US Secretary of State John Kerry on Sunday phoned Israeli Prime Minister Benjamin Netanyahu to renew a US offer to help mediate a truce as Israel stepped up its military campaign against the Gaza Strip.

Kerry "highlighted the US concern about escalating tensions on the ground," a senior State Department official said.

The top US diplomat also told the Israeli leader that he was engaged with regional leaders "to help to stop the rocket fire so calm can be restored and civilian casualties prevented".

Kerry had condemned the militant rocket attacks from Gaza into southern Israel, and "stressed Israel's right to defend itself".

But he also "underscored the United States' readiness to facilitate a cessation of hostilities, including a return to the November 2012 ceasefire agreement."

The Palestinian death toll from the punishing Israeli air campaign hit 166 on Sunday, with another 1,120 people wounded, the emergency services said.

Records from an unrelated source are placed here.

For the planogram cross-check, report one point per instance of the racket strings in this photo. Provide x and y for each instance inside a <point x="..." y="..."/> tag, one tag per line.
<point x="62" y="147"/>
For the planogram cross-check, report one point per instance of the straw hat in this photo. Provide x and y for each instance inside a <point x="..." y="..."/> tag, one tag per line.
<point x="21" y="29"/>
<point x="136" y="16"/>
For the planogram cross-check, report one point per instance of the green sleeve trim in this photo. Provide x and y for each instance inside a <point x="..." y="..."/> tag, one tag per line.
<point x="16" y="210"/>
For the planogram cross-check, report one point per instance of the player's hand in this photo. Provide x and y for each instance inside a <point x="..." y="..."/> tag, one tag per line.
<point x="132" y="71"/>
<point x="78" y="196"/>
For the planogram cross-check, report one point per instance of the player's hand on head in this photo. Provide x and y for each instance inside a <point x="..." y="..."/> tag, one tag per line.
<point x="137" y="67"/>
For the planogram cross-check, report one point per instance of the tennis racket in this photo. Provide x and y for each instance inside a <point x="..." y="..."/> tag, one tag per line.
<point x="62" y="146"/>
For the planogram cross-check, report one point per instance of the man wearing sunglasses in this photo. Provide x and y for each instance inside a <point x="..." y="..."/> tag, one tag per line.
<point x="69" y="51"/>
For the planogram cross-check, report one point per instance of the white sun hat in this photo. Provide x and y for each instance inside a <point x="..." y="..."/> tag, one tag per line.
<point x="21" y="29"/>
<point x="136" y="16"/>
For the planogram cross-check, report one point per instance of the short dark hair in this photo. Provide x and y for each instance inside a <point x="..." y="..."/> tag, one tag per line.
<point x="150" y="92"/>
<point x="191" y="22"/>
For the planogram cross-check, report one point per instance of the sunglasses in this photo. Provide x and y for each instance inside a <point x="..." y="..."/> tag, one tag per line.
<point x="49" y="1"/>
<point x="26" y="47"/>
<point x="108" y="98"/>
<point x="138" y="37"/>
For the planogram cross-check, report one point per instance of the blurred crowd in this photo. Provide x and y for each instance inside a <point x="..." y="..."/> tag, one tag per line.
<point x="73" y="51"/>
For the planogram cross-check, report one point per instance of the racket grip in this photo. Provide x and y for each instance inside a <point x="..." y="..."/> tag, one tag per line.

Despite increasing calls for a ceasefire, Netanyahu said the military was hitting Hamas "with growing force," warning there was no end in sight.

"We do not know when this operation will end," he told ministers.

Saturday's death toll was the highest yet with 56 people killed, including 18 people who died in a single strike on a house in Gaza City, Palestinian medics said.

Top diplomats from Britain, France, Germany and the United States were due to discuss truce efforts in Vienna on Sunday on the sidelines of talks on Iran.

Britain's Foreign Secretary William Hague said earlier as he arrived for talks that "there is an urgent need to bring an end to the violence in Gaza."

Israel has warned that preparations are under way for a possible ground incursion, with Foreign Minister Avigdor Lieberman saying a decision was expected later Sunday, at a meeting of the security cabinet.

But commentators said Israel was not in a rush to begin a ground operation.